Moving thread from General Questions to In My Humble Opinion.

Cell phone users are stubbornly stupid. Tell them that using a cell phone on a plane could cause problems and they’ll use them on a plane anyway. Tell them not to use it in a hospital because it interferes with equipment and they use them there anyway. It often seems like the best way to guarantee that someone will use a cell phone in a particular area is to hang a sign there saying that you can’t use a cell phone in that area.

So electronics designers have just had to cope. The electronics on a plane are ridiculously shielded. Hospital equipment is designed with nearby cell phone use in mind. Everything designed today is much more immune to cell phone interference than older equipment.

Of course, cell phones can still interfere with some things. Trying to get people not to use their cell phones is a lost cause though.

A cell phone is a radio transmitter (that’s how it works) so it is MUCH more likely that your cell phone would interfere with hospital equipment than the other way around.

and I promise that when I see signs telling me not to use my cell phone I will do what they tell me to do. You seem to be assuming the presence of those signs.

In the ER? No reception. In the ICU? Full 4G.

When I was in hospital back in February, the cell reception was perfectly fine in any area I tried to use it.

My 4-day hospital stint a couple years ago had zero restriction on cell phone use. I was on mine constantly as I have unlimited data and no need for WiFi, no problems. There was also no restriction on visitors. If people wanted to visit at 2am, they could.

I’ll note that every nurse, aid, physical therapist, or doctor I saw during my stay had either their own or a hospital issued cell phone for use during their shift.

No issues with reception in the emergency area (that little room behind the curtain where you wait before you get the actual room) and in the actual room. Had all kinds of heart equipment hooked up and the nurses never told me to put it away. I have no idea about the call quality, I was looking up trivia on Wikipedia.

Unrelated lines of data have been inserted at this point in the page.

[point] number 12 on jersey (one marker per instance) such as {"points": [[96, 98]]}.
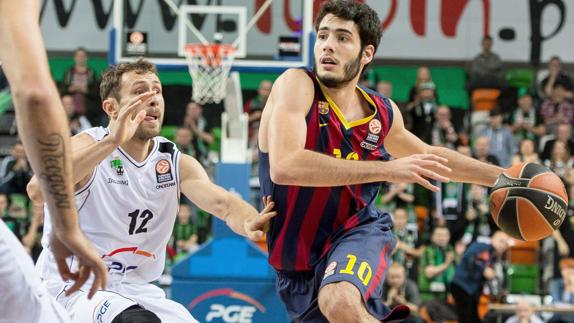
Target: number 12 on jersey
{"points": [[145, 216]]}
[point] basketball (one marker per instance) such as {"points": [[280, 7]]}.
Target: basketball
{"points": [[528, 202]]}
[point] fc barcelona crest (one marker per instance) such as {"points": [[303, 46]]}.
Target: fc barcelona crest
{"points": [[323, 107]]}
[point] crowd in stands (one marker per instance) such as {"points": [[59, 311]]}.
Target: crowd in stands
{"points": [[448, 261]]}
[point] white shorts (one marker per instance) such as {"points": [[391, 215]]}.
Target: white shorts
{"points": [[106, 305], [23, 298]]}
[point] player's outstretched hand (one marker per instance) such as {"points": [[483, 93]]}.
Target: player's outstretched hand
{"points": [[257, 226], [129, 118], [76, 244], [419, 168]]}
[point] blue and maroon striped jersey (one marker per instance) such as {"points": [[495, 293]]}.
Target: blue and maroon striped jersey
{"points": [[310, 219]]}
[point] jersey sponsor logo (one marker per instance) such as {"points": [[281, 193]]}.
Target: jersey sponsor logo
{"points": [[323, 107], [375, 126], [119, 182], [227, 308], [368, 146], [117, 266], [163, 171], [117, 166], [101, 311]]}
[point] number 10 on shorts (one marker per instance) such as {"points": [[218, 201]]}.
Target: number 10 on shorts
{"points": [[364, 272]]}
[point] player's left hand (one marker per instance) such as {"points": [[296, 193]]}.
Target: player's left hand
{"points": [[257, 226]]}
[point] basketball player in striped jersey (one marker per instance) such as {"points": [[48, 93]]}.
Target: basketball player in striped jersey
{"points": [[324, 143], [43, 128], [128, 183]]}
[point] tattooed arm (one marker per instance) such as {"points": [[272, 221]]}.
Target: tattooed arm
{"points": [[43, 128]]}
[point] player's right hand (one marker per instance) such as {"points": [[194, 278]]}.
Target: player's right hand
{"points": [[74, 243], [420, 169], [129, 118]]}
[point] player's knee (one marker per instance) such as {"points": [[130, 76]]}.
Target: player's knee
{"points": [[136, 314], [338, 301]]}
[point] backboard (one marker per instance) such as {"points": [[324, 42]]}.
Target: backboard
{"points": [[280, 39]]}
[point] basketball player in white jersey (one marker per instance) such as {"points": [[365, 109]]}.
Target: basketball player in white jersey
{"points": [[43, 128], [127, 193]]}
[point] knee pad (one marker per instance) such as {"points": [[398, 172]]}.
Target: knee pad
{"points": [[136, 314]]}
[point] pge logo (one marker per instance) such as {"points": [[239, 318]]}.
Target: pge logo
{"points": [[229, 313], [101, 311]]}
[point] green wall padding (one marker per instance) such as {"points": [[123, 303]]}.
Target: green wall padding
{"points": [[450, 81]]}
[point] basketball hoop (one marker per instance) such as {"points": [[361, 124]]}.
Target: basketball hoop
{"points": [[209, 67]]}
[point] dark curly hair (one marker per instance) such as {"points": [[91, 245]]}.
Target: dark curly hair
{"points": [[362, 15]]}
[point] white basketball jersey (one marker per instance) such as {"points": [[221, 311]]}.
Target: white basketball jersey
{"points": [[127, 209]]}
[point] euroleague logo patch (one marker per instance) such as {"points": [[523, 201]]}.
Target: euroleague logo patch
{"points": [[375, 126], [323, 107], [163, 171]]}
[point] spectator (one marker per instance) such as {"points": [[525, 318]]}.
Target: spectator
{"points": [[423, 76], [556, 109], [77, 122], [13, 215], [562, 133], [450, 206], [501, 140], [556, 75], [557, 247], [525, 123], [478, 221], [398, 289], [254, 107], [474, 269], [482, 151], [184, 231], [32, 241], [524, 313], [422, 111], [437, 265], [385, 88], [566, 294], [407, 251], [560, 161], [444, 132], [201, 138], [526, 153], [15, 171], [81, 82], [486, 68]]}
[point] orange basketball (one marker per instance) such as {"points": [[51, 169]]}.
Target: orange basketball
{"points": [[528, 202]]}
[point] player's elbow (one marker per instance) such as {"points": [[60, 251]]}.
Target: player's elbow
{"points": [[281, 175], [31, 97]]}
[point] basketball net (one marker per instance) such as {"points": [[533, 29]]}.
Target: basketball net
{"points": [[209, 67]]}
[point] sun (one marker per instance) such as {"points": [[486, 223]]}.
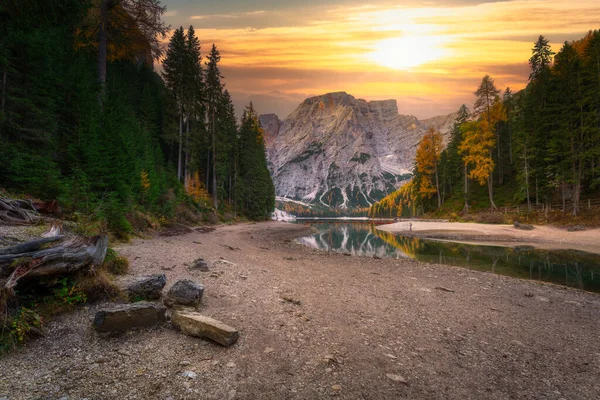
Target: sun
{"points": [[407, 52]]}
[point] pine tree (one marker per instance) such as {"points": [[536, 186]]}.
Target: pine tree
{"points": [[175, 75], [487, 107], [214, 91], [256, 190], [193, 92]]}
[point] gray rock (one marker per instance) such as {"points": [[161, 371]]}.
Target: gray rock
{"points": [[340, 150], [189, 374], [185, 293], [197, 325], [396, 378], [200, 264], [129, 316], [523, 227], [143, 287]]}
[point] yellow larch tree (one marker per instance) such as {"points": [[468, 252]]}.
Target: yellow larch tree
{"points": [[427, 161]]}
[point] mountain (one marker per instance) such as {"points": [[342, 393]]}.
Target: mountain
{"points": [[338, 151]]}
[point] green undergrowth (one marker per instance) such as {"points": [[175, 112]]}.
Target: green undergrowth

For my local hospital it’s pretty shitty but that’s due to the location: out of town, with diverse bunches of hills between it and any telephone towers. It’s better in the higher floors. You can ask to use the phones at any of the nurses’ stations, reception, etc. and so long as you’re not taking the last one they’ll let you (the phones are set up in such a way that if a station has three and gets called, picking any of the three takes the call).

For the hospitals in the capital it’s good, but those are in the capital, not 3km outside it.

Wifi is good in all of them.

And the hospital still has the “no cell phone” signs.

Last time I was in a hospital they had a cell phone recharge station with an assortment of connections for the convenience of patients who were transported in with their phone but without their charger.